The minister, Vitaly Mutko, was speaking shortly before the world governing body, the IAAF, meets in Monaco to decide what action to take against Russia after an international report alleged there was a culture of doping in Russian athletics.
Mutko unveiled concessions he said would be on the table, including sacking the leaders of the national athletics body, creating a new Russian anti-doping agency, and possibly bringing criminal charges against people involved in doping.
"He (Russian President Vladimir Putin) instructed us to do everything ... to once again analyze and study the facts and if necessary to create a new system that has the confidence of the international community," Mutko said.
He said he had removed the head of a Moscow anti-doping laboratory because he had lost the confidence of the World Anti-doping Agency (WADA). And he said he would consult with WADA when choosing a new boss for the laboratory.
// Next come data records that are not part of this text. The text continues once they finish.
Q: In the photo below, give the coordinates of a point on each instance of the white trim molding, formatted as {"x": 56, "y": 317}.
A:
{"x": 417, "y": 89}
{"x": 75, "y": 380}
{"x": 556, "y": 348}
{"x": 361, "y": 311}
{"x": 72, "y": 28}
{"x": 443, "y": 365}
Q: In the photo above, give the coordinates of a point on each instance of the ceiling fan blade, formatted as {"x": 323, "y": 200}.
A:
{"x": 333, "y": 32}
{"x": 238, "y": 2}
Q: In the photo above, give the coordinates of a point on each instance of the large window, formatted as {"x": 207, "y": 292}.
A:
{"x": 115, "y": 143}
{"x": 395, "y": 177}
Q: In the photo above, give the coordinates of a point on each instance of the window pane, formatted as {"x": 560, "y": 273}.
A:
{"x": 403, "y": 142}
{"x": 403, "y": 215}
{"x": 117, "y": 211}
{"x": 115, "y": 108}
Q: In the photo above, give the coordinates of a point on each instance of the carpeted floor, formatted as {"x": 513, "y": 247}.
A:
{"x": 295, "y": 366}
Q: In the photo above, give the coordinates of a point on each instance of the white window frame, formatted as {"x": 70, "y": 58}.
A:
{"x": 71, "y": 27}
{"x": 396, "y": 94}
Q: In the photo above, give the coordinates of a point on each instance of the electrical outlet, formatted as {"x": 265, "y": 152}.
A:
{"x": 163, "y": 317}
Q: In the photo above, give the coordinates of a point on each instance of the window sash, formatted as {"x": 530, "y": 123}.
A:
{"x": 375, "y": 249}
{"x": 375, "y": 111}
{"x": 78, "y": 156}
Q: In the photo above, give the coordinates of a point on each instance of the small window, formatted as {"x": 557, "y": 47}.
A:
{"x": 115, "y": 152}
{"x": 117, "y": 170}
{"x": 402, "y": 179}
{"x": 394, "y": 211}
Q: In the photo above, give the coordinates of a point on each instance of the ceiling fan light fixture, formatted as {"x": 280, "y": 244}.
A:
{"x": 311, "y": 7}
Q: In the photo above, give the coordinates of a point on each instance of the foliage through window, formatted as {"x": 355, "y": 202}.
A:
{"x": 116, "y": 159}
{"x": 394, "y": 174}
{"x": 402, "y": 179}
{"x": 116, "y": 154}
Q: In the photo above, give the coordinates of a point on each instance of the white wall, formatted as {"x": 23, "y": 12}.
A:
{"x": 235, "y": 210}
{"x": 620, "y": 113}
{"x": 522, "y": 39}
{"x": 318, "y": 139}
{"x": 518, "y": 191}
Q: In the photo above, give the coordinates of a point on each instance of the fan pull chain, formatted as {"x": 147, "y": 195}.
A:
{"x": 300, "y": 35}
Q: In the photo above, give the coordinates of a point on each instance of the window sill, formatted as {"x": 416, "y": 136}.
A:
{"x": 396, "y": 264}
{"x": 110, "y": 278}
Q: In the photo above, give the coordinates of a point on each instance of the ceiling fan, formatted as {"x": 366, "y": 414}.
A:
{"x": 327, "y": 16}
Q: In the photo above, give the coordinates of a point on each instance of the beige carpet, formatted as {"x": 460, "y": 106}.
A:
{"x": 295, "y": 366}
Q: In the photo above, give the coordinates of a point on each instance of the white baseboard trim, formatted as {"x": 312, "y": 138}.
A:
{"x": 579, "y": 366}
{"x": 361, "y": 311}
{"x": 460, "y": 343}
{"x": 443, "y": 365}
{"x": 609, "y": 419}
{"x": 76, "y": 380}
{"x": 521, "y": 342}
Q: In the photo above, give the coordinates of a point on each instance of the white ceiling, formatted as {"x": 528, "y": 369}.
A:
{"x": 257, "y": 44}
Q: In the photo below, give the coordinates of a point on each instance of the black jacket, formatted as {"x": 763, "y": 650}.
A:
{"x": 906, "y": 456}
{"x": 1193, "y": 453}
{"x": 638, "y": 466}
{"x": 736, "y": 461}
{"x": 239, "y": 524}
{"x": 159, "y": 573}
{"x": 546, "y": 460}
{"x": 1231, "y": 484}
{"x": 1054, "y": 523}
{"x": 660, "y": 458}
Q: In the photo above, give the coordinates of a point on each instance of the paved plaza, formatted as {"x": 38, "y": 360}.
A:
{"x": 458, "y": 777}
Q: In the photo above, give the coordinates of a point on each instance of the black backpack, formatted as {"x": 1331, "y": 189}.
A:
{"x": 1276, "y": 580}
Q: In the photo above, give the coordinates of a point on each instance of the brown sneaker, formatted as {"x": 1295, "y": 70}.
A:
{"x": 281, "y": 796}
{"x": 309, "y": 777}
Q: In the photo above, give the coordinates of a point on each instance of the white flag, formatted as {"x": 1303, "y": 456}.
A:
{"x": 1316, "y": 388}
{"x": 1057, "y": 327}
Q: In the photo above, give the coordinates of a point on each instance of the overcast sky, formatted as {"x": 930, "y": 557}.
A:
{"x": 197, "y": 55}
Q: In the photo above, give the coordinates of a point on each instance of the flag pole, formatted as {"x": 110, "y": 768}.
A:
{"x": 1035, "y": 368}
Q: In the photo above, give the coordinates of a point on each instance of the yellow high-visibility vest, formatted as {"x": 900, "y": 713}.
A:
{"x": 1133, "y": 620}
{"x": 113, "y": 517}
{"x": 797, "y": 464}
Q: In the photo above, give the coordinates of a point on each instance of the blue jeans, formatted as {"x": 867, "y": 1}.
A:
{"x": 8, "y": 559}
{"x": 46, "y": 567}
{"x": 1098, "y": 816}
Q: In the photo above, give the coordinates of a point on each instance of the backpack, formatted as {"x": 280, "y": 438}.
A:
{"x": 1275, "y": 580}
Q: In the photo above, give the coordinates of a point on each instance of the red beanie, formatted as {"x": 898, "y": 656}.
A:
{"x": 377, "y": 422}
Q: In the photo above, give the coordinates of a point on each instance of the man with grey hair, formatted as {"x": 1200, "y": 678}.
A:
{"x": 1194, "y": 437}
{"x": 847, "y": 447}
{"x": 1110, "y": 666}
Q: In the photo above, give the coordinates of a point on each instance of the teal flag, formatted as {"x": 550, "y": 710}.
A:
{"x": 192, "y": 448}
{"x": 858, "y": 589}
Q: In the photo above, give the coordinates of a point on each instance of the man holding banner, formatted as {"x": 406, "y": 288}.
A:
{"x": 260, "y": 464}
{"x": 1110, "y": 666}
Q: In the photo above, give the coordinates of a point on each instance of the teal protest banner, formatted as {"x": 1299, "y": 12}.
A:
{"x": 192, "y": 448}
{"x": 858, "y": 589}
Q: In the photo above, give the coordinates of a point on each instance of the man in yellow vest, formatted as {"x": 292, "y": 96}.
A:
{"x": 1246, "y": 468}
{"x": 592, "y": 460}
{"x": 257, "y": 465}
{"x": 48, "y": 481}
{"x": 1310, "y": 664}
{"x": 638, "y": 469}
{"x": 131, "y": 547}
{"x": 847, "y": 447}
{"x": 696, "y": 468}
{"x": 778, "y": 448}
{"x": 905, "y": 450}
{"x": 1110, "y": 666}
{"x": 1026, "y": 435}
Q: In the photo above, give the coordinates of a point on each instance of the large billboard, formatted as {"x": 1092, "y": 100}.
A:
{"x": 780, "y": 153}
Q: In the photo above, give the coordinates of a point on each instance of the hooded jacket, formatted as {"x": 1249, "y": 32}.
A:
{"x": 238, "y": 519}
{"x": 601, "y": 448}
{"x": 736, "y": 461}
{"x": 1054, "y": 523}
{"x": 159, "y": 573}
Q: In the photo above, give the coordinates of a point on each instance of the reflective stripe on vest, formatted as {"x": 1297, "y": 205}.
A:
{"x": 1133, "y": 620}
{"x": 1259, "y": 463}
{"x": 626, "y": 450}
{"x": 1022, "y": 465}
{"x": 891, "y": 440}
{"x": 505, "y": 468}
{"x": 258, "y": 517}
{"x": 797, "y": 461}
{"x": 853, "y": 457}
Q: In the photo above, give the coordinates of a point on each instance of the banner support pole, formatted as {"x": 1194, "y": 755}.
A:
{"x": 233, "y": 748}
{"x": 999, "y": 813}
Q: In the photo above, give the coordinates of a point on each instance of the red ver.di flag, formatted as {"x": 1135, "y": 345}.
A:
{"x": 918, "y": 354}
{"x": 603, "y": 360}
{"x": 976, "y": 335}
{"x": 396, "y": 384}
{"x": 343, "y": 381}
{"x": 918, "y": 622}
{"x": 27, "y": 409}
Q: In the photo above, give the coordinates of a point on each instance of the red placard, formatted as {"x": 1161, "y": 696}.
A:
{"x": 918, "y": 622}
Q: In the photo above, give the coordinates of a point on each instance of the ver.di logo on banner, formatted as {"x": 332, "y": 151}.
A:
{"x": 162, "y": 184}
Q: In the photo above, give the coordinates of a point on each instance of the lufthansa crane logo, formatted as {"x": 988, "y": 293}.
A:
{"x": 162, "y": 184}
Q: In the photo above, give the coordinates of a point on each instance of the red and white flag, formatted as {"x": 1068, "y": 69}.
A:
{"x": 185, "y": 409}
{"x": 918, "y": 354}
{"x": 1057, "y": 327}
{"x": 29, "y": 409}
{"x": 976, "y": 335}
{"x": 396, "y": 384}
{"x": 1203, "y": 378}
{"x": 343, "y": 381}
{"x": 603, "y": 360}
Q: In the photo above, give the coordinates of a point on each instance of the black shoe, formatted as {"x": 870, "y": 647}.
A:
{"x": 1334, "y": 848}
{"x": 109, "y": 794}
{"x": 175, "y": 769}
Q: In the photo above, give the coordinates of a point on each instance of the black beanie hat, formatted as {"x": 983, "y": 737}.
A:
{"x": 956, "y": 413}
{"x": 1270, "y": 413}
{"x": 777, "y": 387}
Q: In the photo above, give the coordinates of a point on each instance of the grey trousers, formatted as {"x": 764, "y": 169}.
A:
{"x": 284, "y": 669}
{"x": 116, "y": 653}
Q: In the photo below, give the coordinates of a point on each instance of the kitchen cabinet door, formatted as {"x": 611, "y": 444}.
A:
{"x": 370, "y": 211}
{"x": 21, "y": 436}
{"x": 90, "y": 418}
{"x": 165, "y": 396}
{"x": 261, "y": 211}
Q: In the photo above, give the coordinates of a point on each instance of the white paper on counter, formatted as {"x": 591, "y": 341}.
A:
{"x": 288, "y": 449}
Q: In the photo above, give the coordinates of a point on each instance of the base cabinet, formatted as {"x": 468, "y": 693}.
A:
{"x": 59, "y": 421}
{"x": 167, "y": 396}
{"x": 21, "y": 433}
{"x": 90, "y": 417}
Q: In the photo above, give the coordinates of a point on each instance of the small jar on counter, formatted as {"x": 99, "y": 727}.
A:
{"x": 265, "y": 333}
But he also sounded a defiant note, saying Russia should not be singled out for special treatment when other countries were performing worse when it came to stamping out performance-enhancing drugs.
And it was not clear, he complained, why the World Anti-Doping Agency had decided Russia was suddenly not compliant with its rules after years of saying it was doing well.
"We have done work on anti-doping that no other country has been able to do," Mutko told a news conference. "We have invested colossal resources in fighting against this."
"We have clear instructions from the president to find common ground with international organizations and I will do that, I will cooperate with them. If we need to fire everyone, we will do that, but I will find common ground and cooperate."
Mutko said he did not believe the IAAF would go as far as to bar Russia's athletics team from international competition, saying some kind of temporary sanction was more likely.
If Russia went ahead and reformed its anti-doping system and its athletics federation, it would need a firm undertaking from the world anti-doping agency that it would not demand a fresh round of changes later on, he said.
"What should we do? Dance on the table? I do not know what else we should do," he told reporters. "We cannot have any anti-Russian investigations."
Asked if he had considered resigning over the doping affair, Mutko said: "I have not thought about that."